Wedged into a crotch of one of those trees high above the path, left arm wrapped around the trunk, Jon ignored the scanner. He knew it couldn’t see him. Wearing only in a leather loincloth, every inch of bare skin mottled with green, brown, and black paint, he was all-but-invisible. He focused his attention instead on the bend in the track the transport was approaching. As it began its turn he tightened his grip on the tree, and pressed the button in the center of the small silver disk he held in his right hand.

The ground beneath the transport erupted in a geyser of green mud, white steam, orange flame, and black smoke. The shockwave slammed into Jon, almost throwing him from the tree. The vehicle soared into the air and turned over almost lazily before crashing back to earth, pieces of it ricocheting off the splintered trunks of the surrounding trees. Then all was silent except for the drumming of the endless rain and the hiss it made on hot and twisted metal.

Jon scampered down the tree, bare feet sure on the ladder-like branches, then leaped lightly into the rain-soaked humus of the jungle floor. He grabbed his spear from where it leaned against the trunk and started forward. As he moved, other figures appeared from among the trees as if materializing from thin air, until a dozen paint-spattered teenagers and children, carrying spears and bows and knives, stood around the shattered, smoking form of the transport. Jon grinned at them. “It’s all yours,” he said, and with a wild whoop they fell on the vehicle like lions rending their kill on far-off Earth.

“Told you it would work,” said a voice behind him.

He turned and looked down into the cool blue eyes of Kira, clad in leather and paint like himself, but also wearing a tiny star of blue crystal on a silver chain around her neck. “I never said it wouldn’t,” he said mildly.

“Yeah, but you thought it,” she said.

“You’re a mind-reader?”

Kira grinned. “Maybe I am.” She looked past him at the others, who were busily pulling out boxes of supplies. Her smile slipped into a frown. “Only food?”

“Food is what we need, Kira.
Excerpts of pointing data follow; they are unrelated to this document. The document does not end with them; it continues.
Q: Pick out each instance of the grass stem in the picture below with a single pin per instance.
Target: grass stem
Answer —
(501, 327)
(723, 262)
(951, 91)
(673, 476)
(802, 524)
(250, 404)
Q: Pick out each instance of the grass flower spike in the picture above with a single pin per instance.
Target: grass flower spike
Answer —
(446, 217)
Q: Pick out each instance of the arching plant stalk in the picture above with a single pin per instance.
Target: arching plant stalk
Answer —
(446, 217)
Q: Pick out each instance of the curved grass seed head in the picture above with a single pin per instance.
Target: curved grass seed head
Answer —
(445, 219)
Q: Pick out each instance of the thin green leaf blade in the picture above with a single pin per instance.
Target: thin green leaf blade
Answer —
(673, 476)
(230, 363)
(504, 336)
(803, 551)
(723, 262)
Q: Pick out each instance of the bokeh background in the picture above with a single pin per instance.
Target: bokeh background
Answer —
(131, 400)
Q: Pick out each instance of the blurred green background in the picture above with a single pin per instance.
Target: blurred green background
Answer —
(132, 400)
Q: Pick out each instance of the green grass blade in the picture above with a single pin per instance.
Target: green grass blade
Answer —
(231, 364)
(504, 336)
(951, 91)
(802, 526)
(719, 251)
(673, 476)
Food is what we were after.”

Weapons is what we need.”

“After food.”

“You’re no fun.” She looked past him at the battered cockpit section of the transport, and her eyes widened. “Jon!”
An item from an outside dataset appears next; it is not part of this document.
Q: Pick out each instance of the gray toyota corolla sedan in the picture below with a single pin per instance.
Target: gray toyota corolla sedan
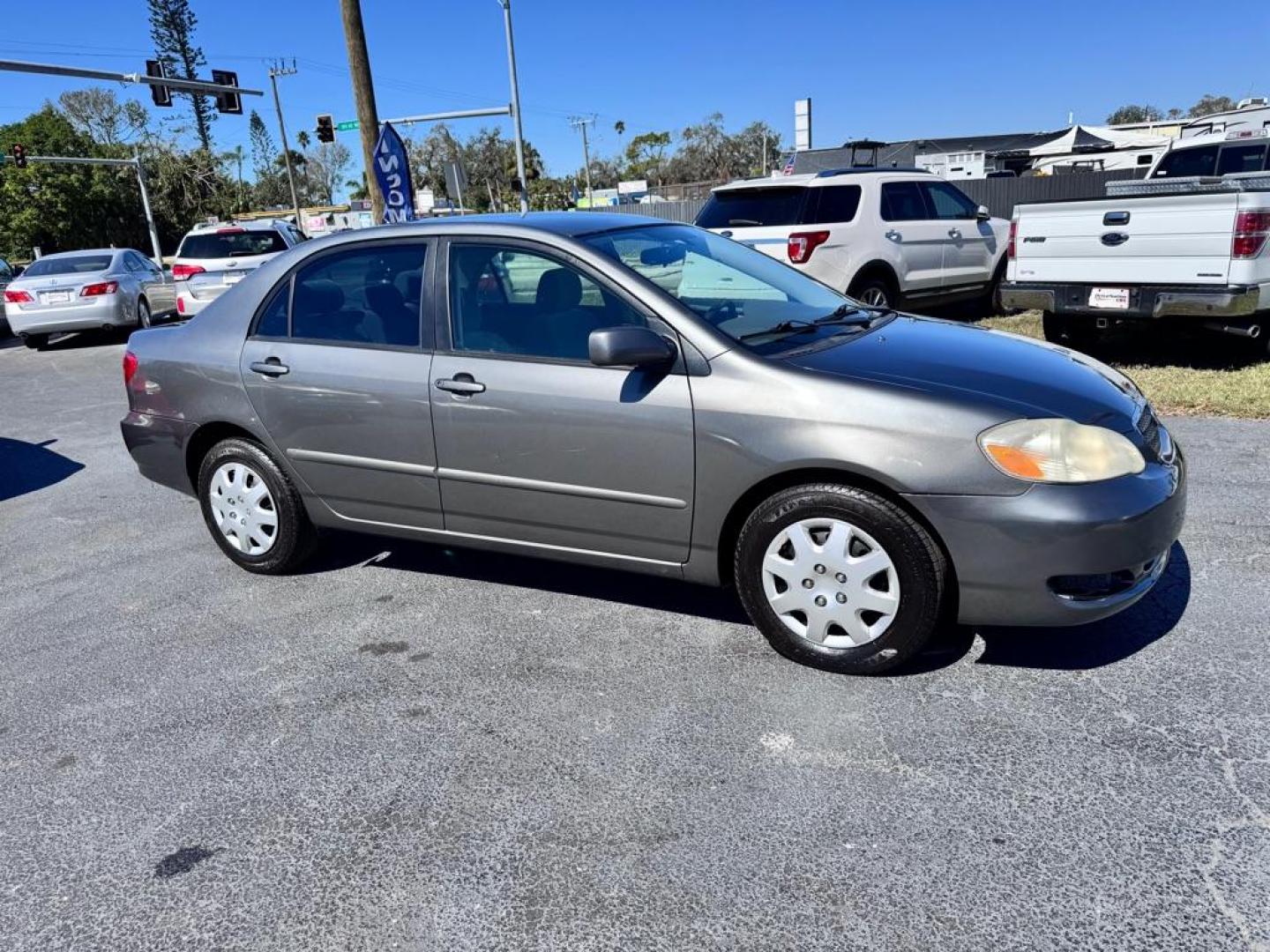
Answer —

“What?” He turned to look where she pointed. “I don’t...”

Then he saw it. A thin trickle of red seeped down from one of the windowslits. His heart skipped a beat. “Dar said this transport is always automated!” He started forward, but had only taken two steps when he heard or sensed something that made him glance up at the sky. One look, and he forgot about whatever might be waiting in the cockpit and screamed, “Take cover!”
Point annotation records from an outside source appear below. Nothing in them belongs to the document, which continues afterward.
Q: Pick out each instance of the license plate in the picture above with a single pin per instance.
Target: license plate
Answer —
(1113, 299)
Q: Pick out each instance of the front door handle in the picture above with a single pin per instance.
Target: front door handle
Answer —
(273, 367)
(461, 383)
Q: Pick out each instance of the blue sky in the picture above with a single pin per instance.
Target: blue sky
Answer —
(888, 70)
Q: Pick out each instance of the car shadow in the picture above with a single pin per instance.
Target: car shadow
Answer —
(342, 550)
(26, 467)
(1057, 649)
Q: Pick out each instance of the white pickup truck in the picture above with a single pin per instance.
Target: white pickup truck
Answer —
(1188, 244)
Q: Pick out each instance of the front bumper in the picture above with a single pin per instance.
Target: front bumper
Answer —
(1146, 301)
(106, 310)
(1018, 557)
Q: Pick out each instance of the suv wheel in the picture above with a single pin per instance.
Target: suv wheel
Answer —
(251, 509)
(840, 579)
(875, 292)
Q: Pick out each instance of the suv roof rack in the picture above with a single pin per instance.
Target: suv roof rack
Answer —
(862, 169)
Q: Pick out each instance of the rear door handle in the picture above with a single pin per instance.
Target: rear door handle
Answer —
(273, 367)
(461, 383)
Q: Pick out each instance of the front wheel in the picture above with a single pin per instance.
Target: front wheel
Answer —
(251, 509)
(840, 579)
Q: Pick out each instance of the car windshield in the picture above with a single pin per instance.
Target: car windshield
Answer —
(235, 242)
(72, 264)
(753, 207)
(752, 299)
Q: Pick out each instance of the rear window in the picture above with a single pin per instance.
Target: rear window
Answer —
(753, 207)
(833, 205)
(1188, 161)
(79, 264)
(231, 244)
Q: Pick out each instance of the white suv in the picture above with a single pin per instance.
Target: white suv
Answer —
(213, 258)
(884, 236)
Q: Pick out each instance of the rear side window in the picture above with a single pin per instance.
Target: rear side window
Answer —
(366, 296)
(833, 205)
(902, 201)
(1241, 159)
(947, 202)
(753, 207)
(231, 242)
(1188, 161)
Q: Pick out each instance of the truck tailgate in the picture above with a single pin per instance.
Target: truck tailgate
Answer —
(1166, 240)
The children were used to taking commands. They scattered like digbugs from a rotten log. But they were already out of time.

The first forcebeams came slashing down as silver, delta-winged aircraft raced low over the jungle. Where the blue-green rays touched the ground, the mud exploded in gouts of steam and clods of hot earth. Trees left untouched by the explosion that had destroyed the transport burst into flame or shattered with thunderous cracks as their sap boiled within them. Jon grabbed Kira’s arm and half-dragged her with him toward cover, but when he glanced back and saw the forcebeams about to reach the transport he threw her into the mud and fell on top of her, pushing both of them deep into the foul-smelling muck.